Study: Young Germans demand more environmental protection and justice from Europe


1 July, 2020 – As Germany today assumes the presidency of the EU Council, it will face many challenges in setting a course for the future of the European Union. But what direction do young Germans want it to take?

Debating Europe, the online citizens platform, held a series of online focus groups with 100 young Germans about the issues most important to them and what they expect from their politicians. The results show that while they want “more Europe”, they express high levels of dissatisfaction with the state of the environment, refugee policy and the distribution of wealth in society.

Their top 10 to-dos for EU and national policy-makers are:

  1. Fight harder for climate change.
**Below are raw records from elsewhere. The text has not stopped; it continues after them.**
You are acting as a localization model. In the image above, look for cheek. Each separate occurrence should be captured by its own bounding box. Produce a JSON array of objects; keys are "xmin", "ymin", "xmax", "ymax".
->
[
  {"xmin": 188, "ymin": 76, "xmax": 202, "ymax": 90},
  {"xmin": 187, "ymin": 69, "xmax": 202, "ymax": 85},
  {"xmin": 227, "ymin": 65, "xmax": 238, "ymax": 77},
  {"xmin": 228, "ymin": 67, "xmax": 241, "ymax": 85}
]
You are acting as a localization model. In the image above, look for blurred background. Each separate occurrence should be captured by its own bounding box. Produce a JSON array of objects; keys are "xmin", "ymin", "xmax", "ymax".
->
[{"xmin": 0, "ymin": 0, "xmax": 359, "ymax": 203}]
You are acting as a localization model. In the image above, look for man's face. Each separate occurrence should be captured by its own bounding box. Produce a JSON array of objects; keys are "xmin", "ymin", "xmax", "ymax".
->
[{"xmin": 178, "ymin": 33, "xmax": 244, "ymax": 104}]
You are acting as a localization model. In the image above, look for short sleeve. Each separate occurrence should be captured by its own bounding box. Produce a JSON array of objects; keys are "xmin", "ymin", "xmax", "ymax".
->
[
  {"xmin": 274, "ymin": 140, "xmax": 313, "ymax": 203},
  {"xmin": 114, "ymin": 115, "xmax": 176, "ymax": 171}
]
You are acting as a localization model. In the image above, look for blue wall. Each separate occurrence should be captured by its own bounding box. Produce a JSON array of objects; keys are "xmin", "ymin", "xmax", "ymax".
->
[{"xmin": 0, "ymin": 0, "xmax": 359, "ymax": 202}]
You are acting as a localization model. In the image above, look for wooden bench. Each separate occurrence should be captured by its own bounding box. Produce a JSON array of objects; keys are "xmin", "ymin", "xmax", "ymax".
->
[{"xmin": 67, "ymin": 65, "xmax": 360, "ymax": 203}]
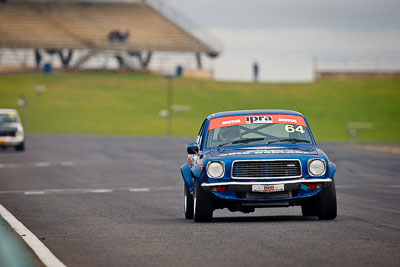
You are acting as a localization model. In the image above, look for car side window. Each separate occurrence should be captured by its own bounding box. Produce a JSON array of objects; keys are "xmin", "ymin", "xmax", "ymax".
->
[{"xmin": 195, "ymin": 119, "xmax": 207, "ymax": 147}]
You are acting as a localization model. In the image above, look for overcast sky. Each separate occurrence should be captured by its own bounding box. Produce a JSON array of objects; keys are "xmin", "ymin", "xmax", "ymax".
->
[{"xmin": 165, "ymin": 0, "xmax": 400, "ymax": 81}]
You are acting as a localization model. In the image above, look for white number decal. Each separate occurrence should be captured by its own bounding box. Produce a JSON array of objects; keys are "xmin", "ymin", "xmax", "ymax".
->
[
  {"xmin": 285, "ymin": 125, "xmax": 294, "ymax": 133},
  {"xmin": 296, "ymin": 126, "xmax": 305, "ymax": 134},
  {"xmin": 285, "ymin": 125, "xmax": 305, "ymax": 134}
]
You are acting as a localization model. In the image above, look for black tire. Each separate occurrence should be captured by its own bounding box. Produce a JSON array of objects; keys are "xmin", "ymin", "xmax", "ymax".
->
[
  {"xmin": 301, "ymin": 199, "xmax": 318, "ymax": 217},
  {"xmin": 15, "ymin": 142, "xmax": 25, "ymax": 152},
  {"xmin": 317, "ymin": 181, "xmax": 337, "ymax": 220},
  {"xmin": 184, "ymin": 183, "xmax": 194, "ymax": 219},
  {"xmin": 193, "ymin": 179, "xmax": 213, "ymax": 222}
]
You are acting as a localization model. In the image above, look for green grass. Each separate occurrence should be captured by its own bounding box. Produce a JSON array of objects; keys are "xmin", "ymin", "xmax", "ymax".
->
[{"xmin": 0, "ymin": 71, "xmax": 399, "ymax": 141}]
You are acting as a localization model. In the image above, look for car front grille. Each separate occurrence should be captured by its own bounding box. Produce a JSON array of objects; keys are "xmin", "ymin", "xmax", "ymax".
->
[
  {"xmin": 0, "ymin": 130, "xmax": 16, "ymax": 137},
  {"xmin": 232, "ymin": 160, "xmax": 302, "ymax": 179}
]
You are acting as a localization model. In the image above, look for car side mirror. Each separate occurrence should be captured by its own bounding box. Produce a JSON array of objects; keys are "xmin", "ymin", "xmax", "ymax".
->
[{"xmin": 186, "ymin": 143, "xmax": 199, "ymax": 154}]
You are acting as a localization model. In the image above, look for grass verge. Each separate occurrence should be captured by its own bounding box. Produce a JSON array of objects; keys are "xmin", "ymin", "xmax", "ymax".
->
[{"xmin": 0, "ymin": 72, "xmax": 399, "ymax": 141}]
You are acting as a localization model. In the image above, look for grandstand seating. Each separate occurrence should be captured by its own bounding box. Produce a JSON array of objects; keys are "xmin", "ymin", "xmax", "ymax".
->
[{"xmin": 0, "ymin": 1, "xmax": 214, "ymax": 54}]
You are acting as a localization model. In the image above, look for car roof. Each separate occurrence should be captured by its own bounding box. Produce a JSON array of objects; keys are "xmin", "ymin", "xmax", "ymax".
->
[
  {"xmin": 207, "ymin": 109, "xmax": 305, "ymax": 119},
  {"xmin": 0, "ymin": 109, "xmax": 18, "ymax": 114}
]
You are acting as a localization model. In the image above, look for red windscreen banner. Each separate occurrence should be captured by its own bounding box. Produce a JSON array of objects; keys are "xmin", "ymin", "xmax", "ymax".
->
[{"xmin": 208, "ymin": 114, "xmax": 307, "ymax": 130}]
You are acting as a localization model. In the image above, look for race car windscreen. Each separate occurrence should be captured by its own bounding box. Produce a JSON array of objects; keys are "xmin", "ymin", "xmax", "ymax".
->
[
  {"xmin": 206, "ymin": 114, "xmax": 313, "ymax": 148},
  {"xmin": 0, "ymin": 113, "xmax": 18, "ymax": 124}
]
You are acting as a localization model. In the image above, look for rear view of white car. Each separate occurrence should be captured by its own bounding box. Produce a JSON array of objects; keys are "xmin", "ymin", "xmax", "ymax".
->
[{"xmin": 0, "ymin": 109, "xmax": 25, "ymax": 151}]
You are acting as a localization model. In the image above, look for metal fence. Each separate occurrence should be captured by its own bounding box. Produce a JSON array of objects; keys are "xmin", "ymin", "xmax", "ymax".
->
[{"xmin": 313, "ymin": 55, "xmax": 400, "ymax": 77}]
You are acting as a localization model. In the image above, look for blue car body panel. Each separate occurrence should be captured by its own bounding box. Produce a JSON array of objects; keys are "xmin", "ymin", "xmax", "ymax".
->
[
  {"xmin": 181, "ymin": 110, "xmax": 335, "ymax": 206},
  {"xmin": 180, "ymin": 162, "xmax": 194, "ymax": 194}
]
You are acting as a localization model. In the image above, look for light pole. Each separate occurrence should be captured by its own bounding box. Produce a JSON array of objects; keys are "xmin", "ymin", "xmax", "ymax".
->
[
  {"xmin": 17, "ymin": 95, "xmax": 28, "ymax": 131},
  {"xmin": 165, "ymin": 74, "xmax": 173, "ymax": 137},
  {"xmin": 16, "ymin": 85, "xmax": 46, "ymax": 133}
]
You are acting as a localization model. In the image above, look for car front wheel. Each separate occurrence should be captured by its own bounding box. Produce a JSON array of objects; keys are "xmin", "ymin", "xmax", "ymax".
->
[
  {"xmin": 184, "ymin": 183, "xmax": 194, "ymax": 219},
  {"xmin": 317, "ymin": 180, "xmax": 337, "ymax": 220},
  {"xmin": 193, "ymin": 180, "xmax": 213, "ymax": 222},
  {"xmin": 15, "ymin": 142, "xmax": 25, "ymax": 152},
  {"xmin": 301, "ymin": 199, "xmax": 318, "ymax": 217}
]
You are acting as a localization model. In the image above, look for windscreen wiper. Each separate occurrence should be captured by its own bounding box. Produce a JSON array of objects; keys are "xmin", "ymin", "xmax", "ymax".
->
[
  {"xmin": 217, "ymin": 137, "xmax": 266, "ymax": 149},
  {"xmin": 267, "ymin": 138, "xmax": 311, "ymax": 145}
]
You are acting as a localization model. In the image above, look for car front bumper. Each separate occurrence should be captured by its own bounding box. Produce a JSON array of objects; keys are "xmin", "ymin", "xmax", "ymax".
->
[
  {"xmin": 202, "ymin": 178, "xmax": 332, "ymax": 189},
  {"xmin": 201, "ymin": 178, "xmax": 333, "ymax": 204},
  {"xmin": 0, "ymin": 135, "xmax": 24, "ymax": 146}
]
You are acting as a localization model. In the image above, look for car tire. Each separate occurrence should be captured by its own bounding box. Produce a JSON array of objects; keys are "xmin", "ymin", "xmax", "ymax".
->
[
  {"xmin": 301, "ymin": 199, "xmax": 318, "ymax": 217},
  {"xmin": 193, "ymin": 179, "xmax": 213, "ymax": 222},
  {"xmin": 184, "ymin": 183, "xmax": 194, "ymax": 219},
  {"xmin": 317, "ymin": 181, "xmax": 337, "ymax": 220},
  {"xmin": 15, "ymin": 142, "xmax": 25, "ymax": 152}
]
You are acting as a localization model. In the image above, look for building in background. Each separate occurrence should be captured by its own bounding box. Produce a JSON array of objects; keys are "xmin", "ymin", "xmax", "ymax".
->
[{"xmin": 0, "ymin": 0, "xmax": 222, "ymax": 79}]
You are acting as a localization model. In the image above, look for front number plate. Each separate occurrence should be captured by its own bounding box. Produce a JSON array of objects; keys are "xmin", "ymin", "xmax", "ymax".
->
[{"xmin": 252, "ymin": 184, "xmax": 284, "ymax": 192}]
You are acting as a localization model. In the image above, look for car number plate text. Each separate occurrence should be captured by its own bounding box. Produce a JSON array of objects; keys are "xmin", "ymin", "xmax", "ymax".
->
[{"xmin": 252, "ymin": 184, "xmax": 284, "ymax": 192}]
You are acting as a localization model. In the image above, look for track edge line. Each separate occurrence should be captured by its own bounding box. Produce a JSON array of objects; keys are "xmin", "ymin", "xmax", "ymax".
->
[{"xmin": 0, "ymin": 204, "xmax": 66, "ymax": 267}]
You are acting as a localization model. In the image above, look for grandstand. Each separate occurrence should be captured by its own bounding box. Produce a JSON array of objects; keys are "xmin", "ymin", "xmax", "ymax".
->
[
  {"xmin": 313, "ymin": 56, "xmax": 400, "ymax": 80},
  {"xmin": 0, "ymin": 0, "xmax": 221, "ymax": 75}
]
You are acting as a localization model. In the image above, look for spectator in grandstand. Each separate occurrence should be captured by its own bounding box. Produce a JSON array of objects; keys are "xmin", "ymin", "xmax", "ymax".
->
[
  {"xmin": 253, "ymin": 60, "xmax": 259, "ymax": 82},
  {"xmin": 35, "ymin": 49, "xmax": 42, "ymax": 70},
  {"xmin": 58, "ymin": 49, "xmax": 73, "ymax": 69},
  {"xmin": 120, "ymin": 30, "xmax": 130, "ymax": 42},
  {"xmin": 108, "ymin": 30, "xmax": 130, "ymax": 43}
]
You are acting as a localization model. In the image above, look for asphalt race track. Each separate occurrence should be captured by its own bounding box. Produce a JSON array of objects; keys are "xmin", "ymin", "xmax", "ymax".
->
[{"xmin": 0, "ymin": 135, "xmax": 399, "ymax": 266}]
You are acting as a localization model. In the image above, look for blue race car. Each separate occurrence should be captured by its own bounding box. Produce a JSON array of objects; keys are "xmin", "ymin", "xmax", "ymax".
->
[{"xmin": 181, "ymin": 110, "xmax": 337, "ymax": 222}]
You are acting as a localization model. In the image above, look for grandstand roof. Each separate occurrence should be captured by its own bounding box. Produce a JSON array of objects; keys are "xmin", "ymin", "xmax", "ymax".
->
[{"xmin": 0, "ymin": 0, "xmax": 220, "ymax": 55}]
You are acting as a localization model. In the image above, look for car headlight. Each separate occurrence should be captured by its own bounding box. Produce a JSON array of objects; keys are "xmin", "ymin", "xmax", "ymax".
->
[
  {"xmin": 308, "ymin": 159, "xmax": 326, "ymax": 176},
  {"xmin": 207, "ymin": 161, "xmax": 225, "ymax": 178}
]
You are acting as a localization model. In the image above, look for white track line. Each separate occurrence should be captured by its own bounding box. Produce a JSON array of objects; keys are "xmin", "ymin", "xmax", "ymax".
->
[
  {"xmin": 60, "ymin": 161, "xmax": 75, "ymax": 167},
  {"xmin": 91, "ymin": 189, "xmax": 113, "ymax": 193},
  {"xmin": 0, "ymin": 204, "xmax": 66, "ymax": 267},
  {"xmin": 35, "ymin": 162, "xmax": 50, "ymax": 168},
  {"xmin": 24, "ymin": 191, "xmax": 45, "ymax": 195},
  {"xmin": 129, "ymin": 188, "xmax": 150, "ymax": 192},
  {"xmin": 3, "ymin": 163, "xmax": 19, "ymax": 168},
  {"xmin": 335, "ymin": 185, "xmax": 355, "ymax": 188},
  {"xmin": 0, "ymin": 162, "xmax": 76, "ymax": 168},
  {"xmin": 0, "ymin": 186, "xmax": 176, "ymax": 195}
]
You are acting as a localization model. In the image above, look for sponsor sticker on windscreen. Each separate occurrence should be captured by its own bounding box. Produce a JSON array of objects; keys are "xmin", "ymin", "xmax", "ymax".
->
[
  {"xmin": 252, "ymin": 184, "xmax": 284, "ymax": 192},
  {"xmin": 245, "ymin": 115, "xmax": 272, "ymax": 124},
  {"xmin": 208, "ymin": 114, "xmax": 307, "ymax": 130}
]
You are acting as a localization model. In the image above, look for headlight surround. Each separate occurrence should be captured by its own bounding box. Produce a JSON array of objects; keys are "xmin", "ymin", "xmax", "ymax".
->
[
  {"xmin": 206, "ymin": 161, "xmax": 225, "ymax": 178},
  {"xmin": 308, "ymin": 159, "xmax": 326, "ymax": 176},
  {"xmin": 16, "ymin": 126, "xmax": 24, "ymax": 137},
  {"xmin": 16, "ymin": 130, "xmax": 24, "ymax": 137}
]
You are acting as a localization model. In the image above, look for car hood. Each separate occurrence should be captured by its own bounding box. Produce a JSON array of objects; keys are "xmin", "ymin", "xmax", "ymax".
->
[
  {"xmin": 207, "ymin": 146, "xmax": 319, "ymax": 159},
  {"xmin": 0, "ymin": 123, "xmax": 22, "ymax": 132}
]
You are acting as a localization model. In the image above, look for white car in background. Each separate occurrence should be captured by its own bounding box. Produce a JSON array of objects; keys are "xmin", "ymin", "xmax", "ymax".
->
[{"xmin": 0, "ymin": 109, "xmax": 25, "ymax": 151}]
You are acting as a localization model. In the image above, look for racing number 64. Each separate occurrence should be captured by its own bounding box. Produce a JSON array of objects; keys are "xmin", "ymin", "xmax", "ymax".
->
[{"xmin": 285, "ymin": 125, "xmax": 305, "ymax": 134}]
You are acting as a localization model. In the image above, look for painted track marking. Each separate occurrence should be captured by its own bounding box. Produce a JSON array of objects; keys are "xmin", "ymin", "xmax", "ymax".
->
[
  {"xmin": 0, "ymin": 187, "xmax": 176, "ymax": 195},
  {"xmin": 24, "ymin": 191, "xmax": 45, "ymax": 195},
  {"xmin": 60, "ymin": 161, "xmax": 75, "ymax": 167},
  {"xmin": 91, "ymin": 189, "xmax": 113, "ymax": 193},
  {"xmin": 336, "ymin": 185, "xmax": 355, "ymax": 188},
  {"xmin": 0, "ymin": 163, "xmax": 20, "ymax": 168},
  {"xmin": 0, "ymin": 185, "xmax": 399, "ymax": 196},
  {"xmin": 0, "ymin": 204, "xmax": 66, "ymax": 267},
  {"xmin": 35, "ymin": 162, "xmax": 50, "ymax": 168},
  {"xmin": 0, "ymin": 162, "xmax": 76, "ymax": 168},
  {"xmin": 129, "ymin": 188, "xmax": 150, "ymax": 192}
]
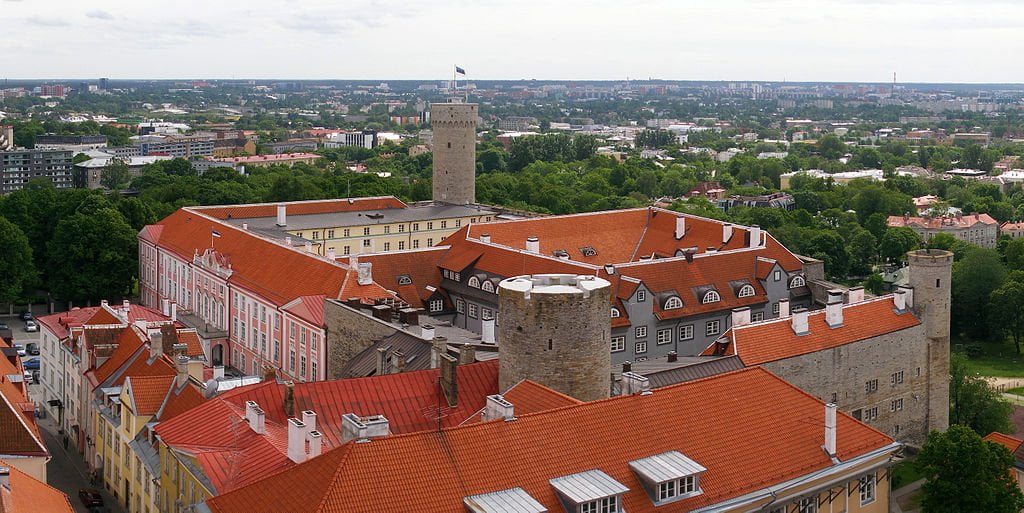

Young Europeans in Germany are calling on politicians to take stronger measures to mitigate the devastating consequences of climate change. They urge the European Commission to keep its focus in the context of the economic recovery.
  2. Develop a refugee policy with humanity and European values at its heart. Young Germans are frustrated with the EU’s inability to develop a common asylum and refugee policy. They expect more humanity and readiness in dealing with the issue.
  3. Promote economic growth, but not at any price. Young Germans want to see a rethink in the way we create and attribute value. They want sustainable economic growth that is in harmony with environmental protection.
  4. Support a more democratic EU with a strengthened role for the European Parliament. The reputation of the EU among young Germans suffers from the fact that they perceive its structures as insufficiently democratic and transparent. This can be remedied by a stronger role for the European Parliament and a better respect for the “Spitzenkandidaten” process in future European elections.
  5. Accept Germany’s special responsibility within Europe. Young Germans believe that for historical and economic reasons, Germany has a special responsibility within the European project. They expect the German government to play a more prominent, pro-European role in guiding other EU countries towards deeper solidarity with the project.
  6. Become a global pioneer for fair international cooperation. Young Germans expect the EU to play a pioneering and exemplary role in the realisation of fair international cooperation.
  7. Show greater solidarity. Too often the EU appears to be divided. Young Germans would like to see a united Europe, with member states that show solidarity with each other and with communities around the world.
  8. Encourage a limitless desire to travel. Young Germans view the ease of travelling and settling within the Union as an essential human right given to them by the EU. Programmes that encourage mobility should be expanded.
  9. Improve the EU’s image within member states. Young Germans feel that the EU does not adequately communicate the advantages of membership. The project should be better explained to all and better defended against critics.
  10. Restore credibility through honest politics. Young Germans strongly criticise the way in which politics are conducted and doubt whether politicians actually care about their concerns. This credibility gap should be urgently addressed.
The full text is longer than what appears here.